The University of Tennessee at Chattanooga women's basketball team will have its first official practice of the 2018-19 season this afternoon at the Chattem Practice Facility.
It will be Katie Burrows' first practice as the team's head coach after eight seasons as an assistant, first under Wes Moore, who moved on to North Carolina State, and then Jim Foster, who retired after last season.
The Mocs finished 17-13 in Foster's final season as head coach, falling to the University of Alabama at Birmingham in the first round of the Women's National Invitation Tournament. They graduated three seniors — sisters Aryanna and Keiana Gilbert, and Anna Claire Noblit — while also losing freshman guard Jacobi Lynn, who has transferred to Tennessee Wesleyan, an NAIA program.
The Mocs' season opener is Nov. 6 at home against Lee University, the Division II program from nearby Cleveland. Today, the Times Free Press looks at five questions entering the season:
1. What will they look like?
There likely won't be much of a style change from Foster to Burrows. It may be a little bit more open, but aside from that, little will be different other than some minor tweaks expected with any coaching change. Burrows coaches with more noticeable emotion than the stoic Foster, and that will be an adjustment for the returning players, but the on-court adjustments should be minimal.
2. Who will replace the Gilberts' production?

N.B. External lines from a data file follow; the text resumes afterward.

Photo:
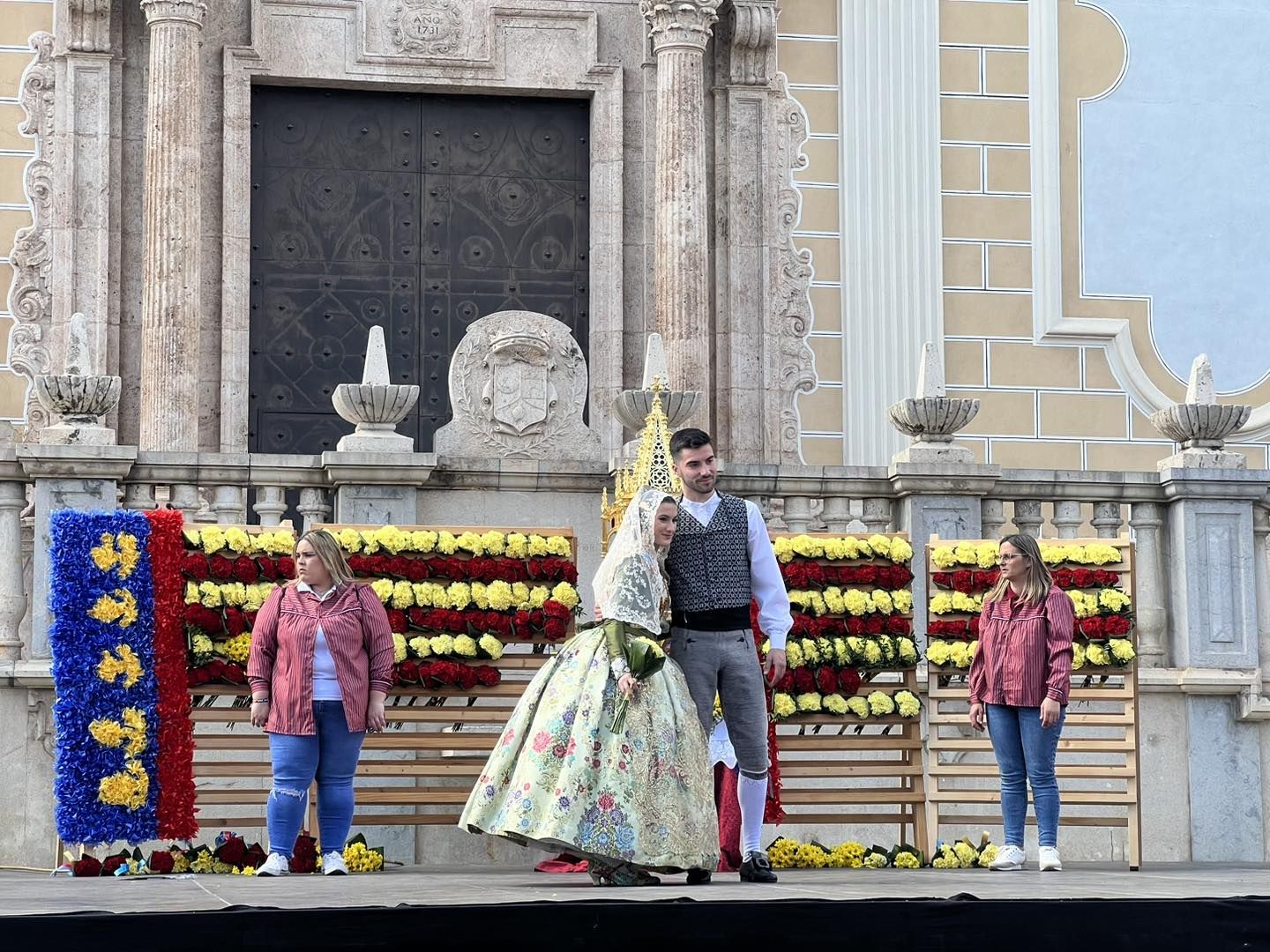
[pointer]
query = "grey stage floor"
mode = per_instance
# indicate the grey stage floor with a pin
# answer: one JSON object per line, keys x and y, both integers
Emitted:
{"x": 29, "y": 894}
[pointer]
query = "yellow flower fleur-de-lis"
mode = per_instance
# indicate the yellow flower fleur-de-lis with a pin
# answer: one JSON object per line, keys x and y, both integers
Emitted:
{"x": 130, "y": 787}
{"x": 122, "y": 661}
{"x": 120, "y": 606}
{"x": 131, "y": 732}
{"x": 117, "y": 553}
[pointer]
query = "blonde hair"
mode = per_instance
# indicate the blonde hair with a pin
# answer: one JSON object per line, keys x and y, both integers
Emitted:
{"x": 1039, "y": 579}
{"x": 329, "y": 554}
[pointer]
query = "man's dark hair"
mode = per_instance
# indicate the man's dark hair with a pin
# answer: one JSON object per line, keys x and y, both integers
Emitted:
{"x": 689, "y": 438}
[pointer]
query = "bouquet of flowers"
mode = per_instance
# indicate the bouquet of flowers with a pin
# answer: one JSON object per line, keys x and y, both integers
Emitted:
{"x": 644, "y": 658}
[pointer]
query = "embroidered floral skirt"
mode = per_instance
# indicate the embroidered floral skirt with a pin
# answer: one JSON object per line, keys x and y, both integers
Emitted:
{"x": 559, "y": 778}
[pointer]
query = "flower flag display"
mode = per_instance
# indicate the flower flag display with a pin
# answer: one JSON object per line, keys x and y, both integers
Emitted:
{"x": 124, "y": 740}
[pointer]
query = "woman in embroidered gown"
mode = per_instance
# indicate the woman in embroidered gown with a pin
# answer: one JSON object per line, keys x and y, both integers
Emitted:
{"x": 559, "y": 778}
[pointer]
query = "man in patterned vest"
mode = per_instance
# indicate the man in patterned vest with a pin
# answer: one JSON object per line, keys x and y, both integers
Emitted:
{"x": 721, "y": 559}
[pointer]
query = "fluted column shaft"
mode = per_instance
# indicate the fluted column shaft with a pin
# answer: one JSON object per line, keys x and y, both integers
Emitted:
{"x": 173, "y": 227}
{"x": 680, "y": 32}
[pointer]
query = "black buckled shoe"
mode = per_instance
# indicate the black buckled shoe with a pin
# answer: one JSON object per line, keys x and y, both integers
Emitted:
{"x": 757, "y": 868}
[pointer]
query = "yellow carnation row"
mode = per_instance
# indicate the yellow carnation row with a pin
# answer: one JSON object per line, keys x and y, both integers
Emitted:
{"x": 892, "y": 548}
{"x": 952, "y": 654}
{"x": 1087, "y": 605}
{"x": 856, "y": 602}
{"x": 848, "y": 651}
{"x": 1095, "y": 654}
{"x": 217, "y": 594}
{"x": 945, "y": 602}
{"x": 983, "y": 555}
{"x": 394, "y": 541}
{"x": 498, "y": 596}
{"x": 462, "y": 646}
{"x": 877, "y": 703}
{"x": 213, "y": 539}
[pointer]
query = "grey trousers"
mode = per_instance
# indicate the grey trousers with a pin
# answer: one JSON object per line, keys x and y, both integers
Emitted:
{"x": 724, "y": 663}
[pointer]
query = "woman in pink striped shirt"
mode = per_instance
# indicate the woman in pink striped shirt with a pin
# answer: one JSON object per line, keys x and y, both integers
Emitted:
{"x": 1019, "y": 684}
{"x": 320, "y": 669}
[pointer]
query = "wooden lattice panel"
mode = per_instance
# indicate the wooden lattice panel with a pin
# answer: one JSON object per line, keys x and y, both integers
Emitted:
{"x": 845, "y": 770}
{"x": 1097, "y": 753}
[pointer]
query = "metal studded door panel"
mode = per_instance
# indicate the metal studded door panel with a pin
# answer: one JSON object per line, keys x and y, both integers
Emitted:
{"x": 421, "y": 213}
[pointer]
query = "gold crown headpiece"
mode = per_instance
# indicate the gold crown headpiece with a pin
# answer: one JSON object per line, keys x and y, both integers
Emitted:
{"x": 651, "y": 469}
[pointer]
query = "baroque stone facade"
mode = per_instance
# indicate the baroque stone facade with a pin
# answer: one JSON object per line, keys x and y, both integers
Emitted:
{"x": 176, "y": 326}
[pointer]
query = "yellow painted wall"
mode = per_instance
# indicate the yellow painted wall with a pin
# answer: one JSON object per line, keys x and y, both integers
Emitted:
{"x": 1042, "y": 406}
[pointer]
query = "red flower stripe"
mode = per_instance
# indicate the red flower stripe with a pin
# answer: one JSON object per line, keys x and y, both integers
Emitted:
{"x": 176, "y": 734}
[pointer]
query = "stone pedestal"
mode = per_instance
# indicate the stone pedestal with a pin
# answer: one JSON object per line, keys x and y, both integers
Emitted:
{"x": 65, "y": 480}
{"x": 173, "y": 228}
{"x": 941, "y": 501}
{"x": 1212, "y": 553}
{"x": 363, "y": 495}
{"x": 681, "y": 240}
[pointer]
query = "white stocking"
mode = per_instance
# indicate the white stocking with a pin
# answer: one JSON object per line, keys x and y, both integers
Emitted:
{"x": 752, "y": 796}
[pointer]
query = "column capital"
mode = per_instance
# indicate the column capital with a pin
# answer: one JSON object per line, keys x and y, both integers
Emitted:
{"x": 680, "y": 25}
{"x": 190, "y": 11}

The Gilbert sisters scored 43 percent of the Mocs' points last season, a number that was higher until Keiana missed the final four games due to injury. Her absence led to the emergence of sophomore Brooke Burns, who averaged 16.2 points in her five games as a starter — she had 36 in a Southern Conference tournament quarterfinal loss to UNC Greensboro — and doubled her scoring average. Junior Lakelyn Bouldin could be asked to make more plays, too, while Arianne Whitaker had an up-and-down year as a sophomore last season and would need to be more consistent.

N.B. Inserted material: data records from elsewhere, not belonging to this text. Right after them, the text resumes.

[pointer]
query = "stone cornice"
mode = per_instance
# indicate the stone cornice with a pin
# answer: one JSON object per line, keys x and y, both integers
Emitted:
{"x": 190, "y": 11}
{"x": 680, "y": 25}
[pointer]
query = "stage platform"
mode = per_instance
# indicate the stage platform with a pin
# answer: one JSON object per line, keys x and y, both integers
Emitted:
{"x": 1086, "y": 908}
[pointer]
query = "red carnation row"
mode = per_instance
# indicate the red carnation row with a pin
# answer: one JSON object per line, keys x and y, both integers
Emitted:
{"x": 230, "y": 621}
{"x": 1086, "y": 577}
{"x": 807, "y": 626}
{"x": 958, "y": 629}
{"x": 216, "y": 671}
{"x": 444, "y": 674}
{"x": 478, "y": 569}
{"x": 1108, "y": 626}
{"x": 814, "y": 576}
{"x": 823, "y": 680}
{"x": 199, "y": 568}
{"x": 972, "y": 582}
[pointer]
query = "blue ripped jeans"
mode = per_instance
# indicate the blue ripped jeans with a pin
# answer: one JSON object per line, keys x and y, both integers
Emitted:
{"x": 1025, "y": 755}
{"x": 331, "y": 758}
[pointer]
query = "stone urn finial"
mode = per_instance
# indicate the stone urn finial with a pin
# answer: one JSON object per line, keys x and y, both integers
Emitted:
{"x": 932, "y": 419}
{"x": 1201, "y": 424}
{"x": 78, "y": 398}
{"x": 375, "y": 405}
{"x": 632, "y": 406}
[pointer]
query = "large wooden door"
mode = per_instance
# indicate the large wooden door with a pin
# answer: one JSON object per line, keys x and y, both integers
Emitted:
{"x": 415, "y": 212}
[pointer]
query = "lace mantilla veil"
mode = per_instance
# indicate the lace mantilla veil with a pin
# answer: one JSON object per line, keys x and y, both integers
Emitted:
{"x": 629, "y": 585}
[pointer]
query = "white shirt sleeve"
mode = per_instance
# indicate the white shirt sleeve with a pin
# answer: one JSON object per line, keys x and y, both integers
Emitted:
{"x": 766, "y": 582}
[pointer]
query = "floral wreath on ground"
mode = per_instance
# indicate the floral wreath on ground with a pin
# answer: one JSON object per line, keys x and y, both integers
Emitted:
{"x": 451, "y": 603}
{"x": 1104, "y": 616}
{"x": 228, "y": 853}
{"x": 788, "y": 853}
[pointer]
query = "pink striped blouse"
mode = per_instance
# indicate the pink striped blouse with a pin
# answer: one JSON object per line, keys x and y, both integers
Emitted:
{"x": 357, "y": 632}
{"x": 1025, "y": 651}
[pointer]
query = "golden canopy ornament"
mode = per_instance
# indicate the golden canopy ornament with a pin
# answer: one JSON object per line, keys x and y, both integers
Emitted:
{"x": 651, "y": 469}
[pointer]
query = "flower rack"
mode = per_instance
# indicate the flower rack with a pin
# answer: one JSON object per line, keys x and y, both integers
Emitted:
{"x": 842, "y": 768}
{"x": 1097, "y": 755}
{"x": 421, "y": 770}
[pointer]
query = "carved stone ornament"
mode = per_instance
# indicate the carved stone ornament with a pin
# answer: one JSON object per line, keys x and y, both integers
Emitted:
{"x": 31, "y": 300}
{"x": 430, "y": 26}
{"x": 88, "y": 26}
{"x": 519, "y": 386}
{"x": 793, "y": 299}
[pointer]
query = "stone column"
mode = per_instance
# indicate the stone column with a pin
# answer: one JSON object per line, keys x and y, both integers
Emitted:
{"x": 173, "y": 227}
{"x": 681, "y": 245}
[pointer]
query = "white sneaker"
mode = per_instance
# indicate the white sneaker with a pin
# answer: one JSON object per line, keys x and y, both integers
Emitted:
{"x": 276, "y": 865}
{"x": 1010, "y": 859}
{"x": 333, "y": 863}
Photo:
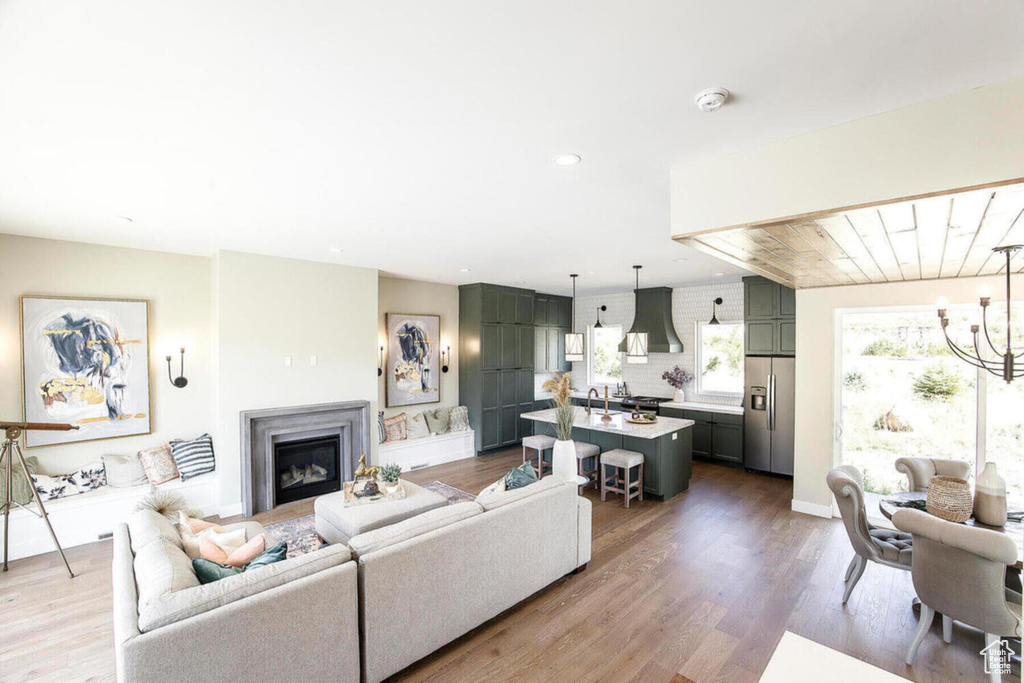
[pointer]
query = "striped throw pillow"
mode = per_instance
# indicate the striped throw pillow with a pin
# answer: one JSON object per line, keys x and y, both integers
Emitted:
{"x": 194, "y": 457}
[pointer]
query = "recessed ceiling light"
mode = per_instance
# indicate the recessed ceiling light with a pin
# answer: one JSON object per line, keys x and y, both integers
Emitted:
{"x": 711, "y": 99}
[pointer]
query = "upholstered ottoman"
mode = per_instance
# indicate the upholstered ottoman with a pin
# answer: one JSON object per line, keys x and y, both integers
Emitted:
{"x": 336, "y": 523}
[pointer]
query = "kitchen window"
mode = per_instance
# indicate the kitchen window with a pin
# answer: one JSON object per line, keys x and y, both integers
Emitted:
{"x": 720, "y": 358}
{"x": 604, "y": 361}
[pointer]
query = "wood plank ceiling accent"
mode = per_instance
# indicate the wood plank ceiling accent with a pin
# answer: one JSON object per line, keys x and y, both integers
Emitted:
{"x": 937, "y": 236}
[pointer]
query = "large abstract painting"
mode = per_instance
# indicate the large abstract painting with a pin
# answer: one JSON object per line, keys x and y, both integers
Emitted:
{"x": 413, "y": 359}
{"x": 85, "y": 361}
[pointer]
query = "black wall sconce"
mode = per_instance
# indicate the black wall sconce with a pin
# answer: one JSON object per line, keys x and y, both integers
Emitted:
{"x": 180, "y": 382}
{"x": 714, "y": 311}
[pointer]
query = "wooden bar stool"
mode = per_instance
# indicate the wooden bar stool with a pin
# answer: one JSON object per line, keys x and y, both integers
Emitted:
{"x": 623, "y": 461}
{"x": 584, "y": 453}
{"x": 539, "y": 442}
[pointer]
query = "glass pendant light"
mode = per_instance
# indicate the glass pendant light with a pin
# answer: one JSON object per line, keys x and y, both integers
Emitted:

3. Which freshmen will step up immediately?
In recent seasons, the Mocs have been blessed with the sort of quality recruiting that has led to impactful first seasons from players such as Bouldin, Burns and Keiana Gilbert, to name a few. While it's not clear if that player exists on this season's roster, Bouldin wasn't expected to contribute as much as she did immediately, either. Forward Eboni Williams — a versatile threat — or guard Morgan Hill, a prep scoring machine, are possibilities.
4. How's the depth?
Coaches have done a good job of developing the players within the program. Shelbie Davenport has been a versatile player since transferring from Clemson, while Molly Melton grew into a key role player last season. While Burns had the great ending to the season, sophomore Bria Dial was the one who earned All-Freshman SoCon honors. Sophomore forward Rochelle Lee and guard Mya Long had solid moments in their initial campaigns with the program. With the return of junior Nakeia Burks — who started during the team's trip to Canada last August but tore an ACL four games into the season — Burrows should feel good about the quality of players she has returning from last season.
5. What are the expectations?
The Mocs became victims of their own previous success last season — a good one by most standards, but disappointing by the standards set after they won five consecutive SoCon championships. The league probably isn't as top-heavy as it was last season, when Mercer went 17-0 against SoCon competition, and with as many if not more impact players returning from last season than the one before, UTC is likely to be back in the mix by the time it's all over. Of course, a nonconference schedule that features 12 games against teams that reached the NCAA tournament or WNIT last season will help toughen the Mocs prior to an improved SoCon slate.